Fallback modes = 2x the work. Far better to just stick to some nice minimum guaranteed set of specs and work to it. Well, maybe not better, just more effective use of your time. Or better still get someone at Xith / JME to do it :wink:

Cas :slight_smile:

Yea… I also think that there is very little point in making something work even faster on fast machines. Its not like anyone would care if they get 200 or 400 fps.

I just wondered about it, because Kev said that keyframe interpolation was quite the performance sucker… even if its only a handfull of lowpoly models and well, even Q2 managed to do that just fine on really lame hardware. So, I thought that there might be some better way to do it (w/o using anything fancy).

[quote]So, I thought that there might be some better way to do it
[/quote]
Compare inefficient javacode (working on arrays / vec-objects) to lean-and-mean SIMD enabled C++ code. Performance difference is roughly factor 2-3.
Edit: this is based on actual realworld cases, using native libraries in Java.

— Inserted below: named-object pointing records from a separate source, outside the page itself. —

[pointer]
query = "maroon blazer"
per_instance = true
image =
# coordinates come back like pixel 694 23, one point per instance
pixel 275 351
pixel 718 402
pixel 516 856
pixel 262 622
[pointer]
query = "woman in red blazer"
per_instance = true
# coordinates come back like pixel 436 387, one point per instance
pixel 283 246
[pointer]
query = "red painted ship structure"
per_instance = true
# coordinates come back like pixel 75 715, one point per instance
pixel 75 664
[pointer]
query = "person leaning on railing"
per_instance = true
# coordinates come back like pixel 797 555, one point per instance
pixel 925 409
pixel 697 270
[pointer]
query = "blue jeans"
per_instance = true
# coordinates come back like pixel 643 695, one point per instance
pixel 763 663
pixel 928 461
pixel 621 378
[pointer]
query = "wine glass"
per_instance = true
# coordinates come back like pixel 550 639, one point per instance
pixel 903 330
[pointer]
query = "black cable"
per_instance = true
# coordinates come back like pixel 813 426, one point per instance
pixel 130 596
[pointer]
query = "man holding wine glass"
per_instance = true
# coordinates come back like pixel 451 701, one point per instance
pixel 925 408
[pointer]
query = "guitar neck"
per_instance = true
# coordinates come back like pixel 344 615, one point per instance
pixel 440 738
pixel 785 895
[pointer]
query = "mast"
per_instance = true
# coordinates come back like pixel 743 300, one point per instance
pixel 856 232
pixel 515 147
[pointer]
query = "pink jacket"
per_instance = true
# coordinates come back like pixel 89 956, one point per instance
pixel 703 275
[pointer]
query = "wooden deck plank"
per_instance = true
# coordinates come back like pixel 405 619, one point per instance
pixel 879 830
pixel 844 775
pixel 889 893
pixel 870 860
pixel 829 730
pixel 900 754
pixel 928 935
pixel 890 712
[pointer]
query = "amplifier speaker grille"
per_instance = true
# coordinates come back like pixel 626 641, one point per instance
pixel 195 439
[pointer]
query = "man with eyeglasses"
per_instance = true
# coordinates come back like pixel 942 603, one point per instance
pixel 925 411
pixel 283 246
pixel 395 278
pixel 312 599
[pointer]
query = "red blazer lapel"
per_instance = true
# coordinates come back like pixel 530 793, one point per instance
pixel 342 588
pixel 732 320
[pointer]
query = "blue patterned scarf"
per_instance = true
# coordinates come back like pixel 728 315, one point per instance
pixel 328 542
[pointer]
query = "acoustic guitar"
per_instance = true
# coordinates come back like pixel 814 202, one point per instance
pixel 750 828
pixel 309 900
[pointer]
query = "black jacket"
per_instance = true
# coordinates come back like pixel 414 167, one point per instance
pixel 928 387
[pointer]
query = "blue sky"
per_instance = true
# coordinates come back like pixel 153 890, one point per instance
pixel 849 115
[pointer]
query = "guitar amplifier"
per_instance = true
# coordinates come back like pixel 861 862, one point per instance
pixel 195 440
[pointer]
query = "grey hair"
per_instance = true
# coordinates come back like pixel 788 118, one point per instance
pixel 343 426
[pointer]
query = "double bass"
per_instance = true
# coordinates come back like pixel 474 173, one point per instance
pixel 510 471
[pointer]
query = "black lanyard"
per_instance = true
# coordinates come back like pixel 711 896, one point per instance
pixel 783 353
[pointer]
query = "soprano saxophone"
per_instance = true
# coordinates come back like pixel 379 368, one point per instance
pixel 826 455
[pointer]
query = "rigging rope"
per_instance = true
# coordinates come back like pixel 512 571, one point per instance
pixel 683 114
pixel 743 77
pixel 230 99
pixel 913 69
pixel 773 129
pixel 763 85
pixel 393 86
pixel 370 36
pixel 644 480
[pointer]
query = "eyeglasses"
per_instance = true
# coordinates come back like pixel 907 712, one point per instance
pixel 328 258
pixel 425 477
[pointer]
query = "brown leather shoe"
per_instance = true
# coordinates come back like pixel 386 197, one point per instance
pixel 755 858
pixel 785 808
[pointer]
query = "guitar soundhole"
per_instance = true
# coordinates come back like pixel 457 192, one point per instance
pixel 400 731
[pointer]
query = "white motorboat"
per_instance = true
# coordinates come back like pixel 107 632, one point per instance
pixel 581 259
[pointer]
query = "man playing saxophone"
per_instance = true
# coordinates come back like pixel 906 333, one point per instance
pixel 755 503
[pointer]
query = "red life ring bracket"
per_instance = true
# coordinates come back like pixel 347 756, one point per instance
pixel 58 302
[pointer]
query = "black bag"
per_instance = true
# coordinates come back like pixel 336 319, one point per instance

Try rendering >256 keyframe animated guys/trees, each with >2000 polys. Now the CPU will just be swamped (quad-core comes in handy) with LERPs, the GPU will laugh at it, easily pumping over 100fps. At least that’s what my fairly ‘old’ 9700pro thinks of it. It by far beats bone-based animation as the vertex-shader is only 6 lines of trival code (fetching data + 2x lerp (V+N)).

[quote]“Fallback modes = 2x the work”
[/quote]
It’s only a few minutes to setup the fallback mode: you already have the index of frame X and frame Y, and the weight (from the original code). You lerp the 2 FloatBuffers into a ‘global’ 3rd and update a VBO (or upload a VA). Double the peanuts.